Mind Over Mood: The Right Foods to Improve Mental Health

by | Happiness

Let’s state the obvious right from the start…

Your diet can have a bigger impact on your overall mental health than you thought.

We usually look at therapy and medication as forms of treating mental health, but several studies have already proven in the last few years that food affects your brain too.

Also, some very smart folks have mentioned stuff along the way…

Thomas Edison on the future of disease prevention and nutrition - Andrea Bahamondes

But, how does this happen? How are your gut and brain connected?

Great question…

The connection between your gut and brain [The Gut-Brain Axis]

Turns out these two, your gut and your brain, have a complicated relationship, but I guess science has made it very clear:

What you eat has a direct impact on your brain chemistry.

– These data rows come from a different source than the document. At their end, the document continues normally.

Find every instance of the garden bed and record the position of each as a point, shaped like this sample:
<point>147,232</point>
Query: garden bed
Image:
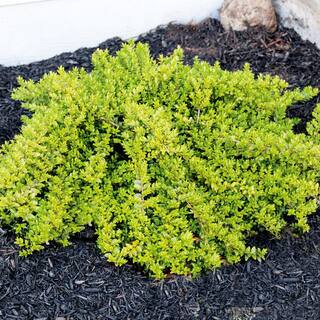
<point>77,282</point>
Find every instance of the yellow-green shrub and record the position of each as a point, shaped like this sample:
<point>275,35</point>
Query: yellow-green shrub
<point>177,167</point>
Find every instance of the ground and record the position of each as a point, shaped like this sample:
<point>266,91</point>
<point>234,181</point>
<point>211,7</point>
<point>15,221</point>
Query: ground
<point>77,282</point>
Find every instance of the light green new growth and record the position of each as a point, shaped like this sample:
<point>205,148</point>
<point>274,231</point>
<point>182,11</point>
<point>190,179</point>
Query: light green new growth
<point>177,167</point>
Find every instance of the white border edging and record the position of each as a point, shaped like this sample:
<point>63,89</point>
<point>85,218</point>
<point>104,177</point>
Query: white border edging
<point>6,3</point>
<point>31,30</point>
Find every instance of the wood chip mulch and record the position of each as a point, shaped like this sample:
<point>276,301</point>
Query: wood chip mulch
<point>78,283</point>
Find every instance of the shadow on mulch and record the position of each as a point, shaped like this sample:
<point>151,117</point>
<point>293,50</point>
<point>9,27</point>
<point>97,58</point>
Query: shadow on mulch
<point>77,283</point>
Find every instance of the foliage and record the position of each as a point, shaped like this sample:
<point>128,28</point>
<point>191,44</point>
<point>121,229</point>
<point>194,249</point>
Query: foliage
<point>176,166</point>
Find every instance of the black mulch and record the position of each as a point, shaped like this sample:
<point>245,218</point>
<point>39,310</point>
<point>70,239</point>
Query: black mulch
<point>77,283</point>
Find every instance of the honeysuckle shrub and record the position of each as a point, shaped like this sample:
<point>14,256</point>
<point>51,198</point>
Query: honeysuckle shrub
<point>177,167</point>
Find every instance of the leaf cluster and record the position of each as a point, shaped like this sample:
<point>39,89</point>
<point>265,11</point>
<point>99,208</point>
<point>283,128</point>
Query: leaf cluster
<point>176,166</point>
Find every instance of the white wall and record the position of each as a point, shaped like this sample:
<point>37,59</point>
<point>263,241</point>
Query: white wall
<point>40,29</point>
<point>302,15</point>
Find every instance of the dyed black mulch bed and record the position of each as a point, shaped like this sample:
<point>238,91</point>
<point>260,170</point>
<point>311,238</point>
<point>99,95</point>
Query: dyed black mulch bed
<point>77,282</point>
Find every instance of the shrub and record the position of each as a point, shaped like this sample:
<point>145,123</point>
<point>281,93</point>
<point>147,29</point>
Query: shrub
<point>176,166</point>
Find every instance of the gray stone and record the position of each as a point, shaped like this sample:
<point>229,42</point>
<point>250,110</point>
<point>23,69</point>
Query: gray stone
<point>241,14</point>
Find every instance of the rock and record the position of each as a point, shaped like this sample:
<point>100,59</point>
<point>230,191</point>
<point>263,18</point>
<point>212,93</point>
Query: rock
<point>241,14</point>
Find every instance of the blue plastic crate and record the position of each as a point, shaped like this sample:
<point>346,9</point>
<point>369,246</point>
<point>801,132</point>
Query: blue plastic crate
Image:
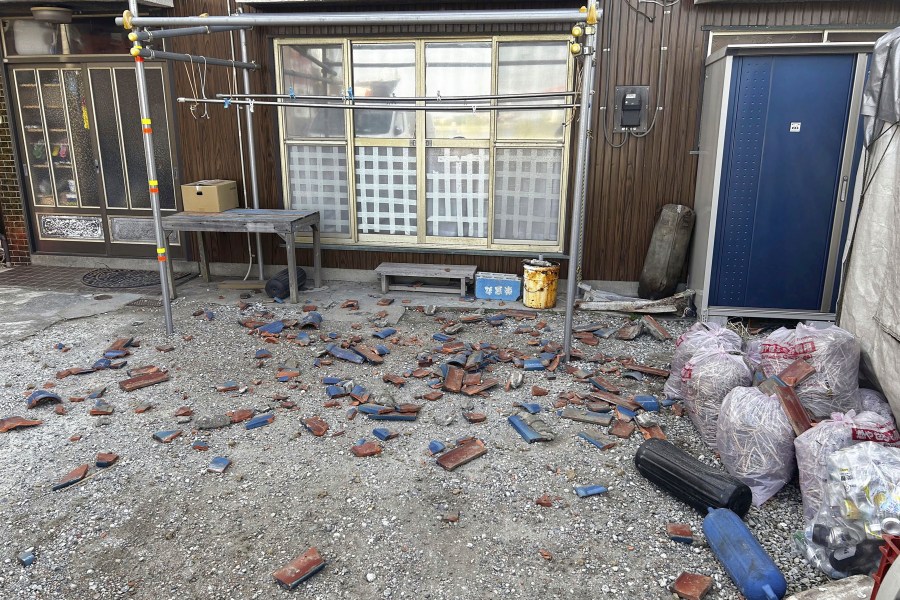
<point>497,286</point>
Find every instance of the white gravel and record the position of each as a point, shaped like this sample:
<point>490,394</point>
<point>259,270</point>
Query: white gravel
<point>157,525</point>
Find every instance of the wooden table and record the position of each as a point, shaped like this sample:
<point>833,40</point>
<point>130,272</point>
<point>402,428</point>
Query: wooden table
<point>283,223</point>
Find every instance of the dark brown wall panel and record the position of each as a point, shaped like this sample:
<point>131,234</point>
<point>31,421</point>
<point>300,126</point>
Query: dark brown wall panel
<point>627,186</point>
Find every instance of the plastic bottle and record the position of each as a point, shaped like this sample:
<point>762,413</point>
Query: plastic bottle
<point>749,566</point>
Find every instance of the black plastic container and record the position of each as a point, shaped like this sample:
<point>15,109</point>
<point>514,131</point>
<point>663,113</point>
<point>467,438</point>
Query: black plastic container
<point>689,480</point>
<point>280,287</point>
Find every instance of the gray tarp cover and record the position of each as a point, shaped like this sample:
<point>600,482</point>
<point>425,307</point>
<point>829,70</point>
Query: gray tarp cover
<point>871,294</point>
<point>880,106</point>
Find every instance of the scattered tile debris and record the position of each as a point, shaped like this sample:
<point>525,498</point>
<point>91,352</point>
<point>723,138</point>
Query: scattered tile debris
<point>26,559</point>
<point>142,381</point>
<point>73,477</point>
<point>259,421</point>
<point>366,449</point>
<point>680,532</point>
<point>316,426</point>
<point>584,491</point>
<point>300,569</point>
<point>106,459</point>
<point>218,464</point>
<point>10,423</point>
<point>462,454</point>
<point>691,586</point>
<point>167,435</point>
<point>38,397</point>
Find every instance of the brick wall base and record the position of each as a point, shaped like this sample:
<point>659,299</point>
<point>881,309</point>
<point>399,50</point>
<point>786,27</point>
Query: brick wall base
<point>11,197</point>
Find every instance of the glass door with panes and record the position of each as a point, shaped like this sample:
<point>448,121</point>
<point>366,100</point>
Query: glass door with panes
<point>83,159</point>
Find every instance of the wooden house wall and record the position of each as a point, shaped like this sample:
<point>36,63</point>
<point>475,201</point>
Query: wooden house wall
<point>626,187</point>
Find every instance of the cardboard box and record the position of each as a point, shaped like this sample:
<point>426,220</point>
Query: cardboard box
<point>209,195</point>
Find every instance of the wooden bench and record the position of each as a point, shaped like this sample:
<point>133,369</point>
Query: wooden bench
<point>465,274</point>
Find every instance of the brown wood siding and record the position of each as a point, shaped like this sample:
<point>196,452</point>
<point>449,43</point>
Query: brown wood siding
<point>627,187</point>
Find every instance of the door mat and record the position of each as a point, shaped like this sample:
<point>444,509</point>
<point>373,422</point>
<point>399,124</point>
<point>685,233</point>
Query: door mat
<point>126,278</point>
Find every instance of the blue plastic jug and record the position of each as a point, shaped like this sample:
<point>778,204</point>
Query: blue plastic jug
<point>745,561</point>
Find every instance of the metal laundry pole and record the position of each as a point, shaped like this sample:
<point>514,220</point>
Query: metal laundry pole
<point>581,168</point>
<point>438,17</point>
<point>251,145</point>
<point>147,129</point>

This means that certain nutrients support your brain function and reduce symptoms like depression and anxiety and, of course, you know what that means, some foods can play against your mental wellness.

But, the fascinating part of all this is the actual connection, for this post, anyways.

Connected by the vagus nerve, your gut and brain can send messages to each other…

  • Your gut can influence your emotions
  • And your brain can affect the type of bacteria living in your gut

Uff… The potential for a very vicious circle here, right?

If you want to learn more about this, I recommend you follow Dr. Uma Naidoo, author of This is Your Brain on Food.

How certain foods can affect your overall mental health

The main concern is how society depends heavily on processed foods.

A diet high in processed foods and sugars can lead to…

  • Inflammation
  • Oxidative stress
  • Imbalanced gut bacteria

All of them are directly linked to poor mental health.

The problem is they are responsible for triggering Dopamine in your brain, which is associated with the Brain Reward System.

According to Simply Psychology, “When exposed to a stimulus which is rewarding, the brain responds by releasing an increased amount of dopamine, the main neurotransmitter associated with rewards and pleasure.”

Unhealthy diet > Cravings/Addiction > Dopamine > Mental Health > Emotional Behavior

Say hello to Mindful Eating

Mindful Eating - Andrea Bahamondes

Are you a mindless eater?

Let’s be honest, many of us are. We consume food without paying attention to what, how, and why we are eating it. This can contribute to many negative mental health outcomes.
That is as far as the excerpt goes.